“I Feel Pretty” stars Amy Schumer, Michelle Williams, Emily Ratajkowski, Rory Scovel, Aidy Bryant, Busy Phillips, and Tom Hopper. Released on April 20, 2018, the film is about a woman who believes she is beautiful and confident when she woke up from a fall.
The film features the directorial debuts of Abby Kohn and Marc Silverstein, who wrote screenplays for films such as Never Been Kissed, Valentine’s Day, The Vow, and How to Be Single. How many times have you heard the phrase, “Beauty is in the eye of the beholder”? Easy answer: a bunch of times, because it still rings true to many women as well as men. Well, mostly women. While there are guys who only like women based on only how they look, there are others who like them based on their traits: generous, confident, strong, caring, the list goes on. This film takes a comedic approach to this relatable message by having Amy Schumer thinks she’s beautiful due to a head injury. Since her major film debut in “Trainwreck” three years ago, Schumer has been struggling to find some consistency in her style of humor, with the most recent example being last year’s comedy disappointment, “Snatched”. This year, she hopes that her latest role will help her find that comedic spark again and, more importantly, spread one of the most relatable messages on the planet to thousands of insecure women and young girls. While the film’s life lessons speak to me loud and clear, the rest of the film didn’t have a lot of confidence to display a stronger representation of those messages.
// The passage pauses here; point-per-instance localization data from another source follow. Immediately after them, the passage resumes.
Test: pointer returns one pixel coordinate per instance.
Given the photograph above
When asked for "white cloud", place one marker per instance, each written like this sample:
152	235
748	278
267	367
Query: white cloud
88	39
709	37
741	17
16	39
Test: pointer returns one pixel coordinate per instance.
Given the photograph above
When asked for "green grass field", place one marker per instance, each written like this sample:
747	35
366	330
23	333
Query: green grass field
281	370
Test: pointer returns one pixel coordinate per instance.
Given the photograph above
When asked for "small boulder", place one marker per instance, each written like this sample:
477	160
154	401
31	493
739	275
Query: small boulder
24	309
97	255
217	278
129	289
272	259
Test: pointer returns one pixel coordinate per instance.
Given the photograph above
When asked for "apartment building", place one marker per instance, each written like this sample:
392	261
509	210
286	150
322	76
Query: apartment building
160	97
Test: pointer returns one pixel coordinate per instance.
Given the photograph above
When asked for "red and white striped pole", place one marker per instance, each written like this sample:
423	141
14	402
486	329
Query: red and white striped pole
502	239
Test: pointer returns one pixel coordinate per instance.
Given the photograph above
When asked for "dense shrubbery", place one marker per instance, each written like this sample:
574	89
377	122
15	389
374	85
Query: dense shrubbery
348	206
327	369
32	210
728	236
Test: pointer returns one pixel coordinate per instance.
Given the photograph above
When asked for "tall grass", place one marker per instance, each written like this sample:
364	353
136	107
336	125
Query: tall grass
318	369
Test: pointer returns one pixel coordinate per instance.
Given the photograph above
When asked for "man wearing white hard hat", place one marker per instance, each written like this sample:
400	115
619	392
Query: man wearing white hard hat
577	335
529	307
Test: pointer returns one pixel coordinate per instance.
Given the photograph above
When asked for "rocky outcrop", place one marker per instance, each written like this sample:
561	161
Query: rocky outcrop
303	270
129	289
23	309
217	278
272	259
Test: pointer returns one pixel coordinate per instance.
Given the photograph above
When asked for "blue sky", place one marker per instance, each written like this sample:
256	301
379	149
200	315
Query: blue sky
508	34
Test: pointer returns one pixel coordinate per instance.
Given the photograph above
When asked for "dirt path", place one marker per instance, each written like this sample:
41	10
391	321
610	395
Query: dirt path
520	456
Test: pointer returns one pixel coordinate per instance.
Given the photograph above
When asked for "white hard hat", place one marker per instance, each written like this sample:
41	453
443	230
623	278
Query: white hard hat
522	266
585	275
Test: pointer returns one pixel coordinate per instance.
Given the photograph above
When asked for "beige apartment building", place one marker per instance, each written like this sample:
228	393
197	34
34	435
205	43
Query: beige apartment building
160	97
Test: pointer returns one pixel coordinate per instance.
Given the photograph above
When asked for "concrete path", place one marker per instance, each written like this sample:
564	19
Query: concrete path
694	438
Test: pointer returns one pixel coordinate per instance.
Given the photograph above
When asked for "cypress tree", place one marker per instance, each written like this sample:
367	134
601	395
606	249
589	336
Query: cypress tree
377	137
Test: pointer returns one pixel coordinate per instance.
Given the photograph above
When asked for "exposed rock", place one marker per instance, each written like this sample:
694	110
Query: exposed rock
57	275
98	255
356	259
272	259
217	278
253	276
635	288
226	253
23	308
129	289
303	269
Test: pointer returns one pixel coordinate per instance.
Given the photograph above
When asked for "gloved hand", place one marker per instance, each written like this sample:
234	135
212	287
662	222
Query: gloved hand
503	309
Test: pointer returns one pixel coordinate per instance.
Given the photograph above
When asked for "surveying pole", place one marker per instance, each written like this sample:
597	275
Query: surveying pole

The marketing does make the film look like a genuine female comedy like “Girls Trip”. However, it feels more like a comedy-drama about a woman who feels inadequate compared to the other beautiful ladies in the world. It does have some comedic moments as well as a couple of amusing scenes that made me smile, but the humor in its entirety felt more suited for a female audience, which can lead to some forced or bland situations for some people. Despite this, the film has enough tolerable moments to earn itself a spot in the “suitable watch” category. Amy Schumer offered another solid performance as Renee Barrett. Even though she’s far from being the next Queen Latifah, she did fairly well in doing her own thing without always relying on physical humor every few minutes or so. To be honest with you, having Schumer in a film like this does make a lot of sense because like her character, she’s not afraid of throwing herself out there without letting people judge her based on what she looks like. So, she gets a thumbs up from me because of that. Michelle Williams also did well as Avery LeClaire, Renee’s boss. If I were to describe her performance as Avery, I would say that it was…different. Not great, not bad, just…different. You’ll know what I mean when you see it for yourself. As first-time directors, Abby Kohn and Marc Silverstein are no strangers to films like this, especially romantic comedies, which makes them an acceptable choice in delivering a simple storyline filled with relatable messages and enjoyable characters. I was pleased with how it turned out during the first two acts of the film, but then when it got to the final act, that’s where it completely lost me. It’s like finding out that the creamy filling center inside the big, delicious cake didn’t taste as good as you thought it would be. The creamy filling center was the final act of “I Feel Pretty”. The message is still on-the-nose even though it had a cheesy and predictable ending, but the scenes leading up to them were either frustrating or just plain embarrassing. The film also went on a bit longer than it should have mostly because of its uneven pacing during a few scenes.
Overall, “I Feel Pretty” lacks a huge confident boost despite an enjoyable performance from Amy Schumer and its tolerable execution on its real-life lessons. It’s an improvement over Schumer’s last comedic effort, “Snatched”, but not enough to lure in people outside of her target audience. If you still feel like seeing it because of its messages, then by all means, go on ahead and see it. It’s not a perfect portrayal of its themes, but that doesn’t mean they’re not important. I believe a lot of women should understand that it’s what’s on the inside that matters the most, and I hope that everyone else understands that too.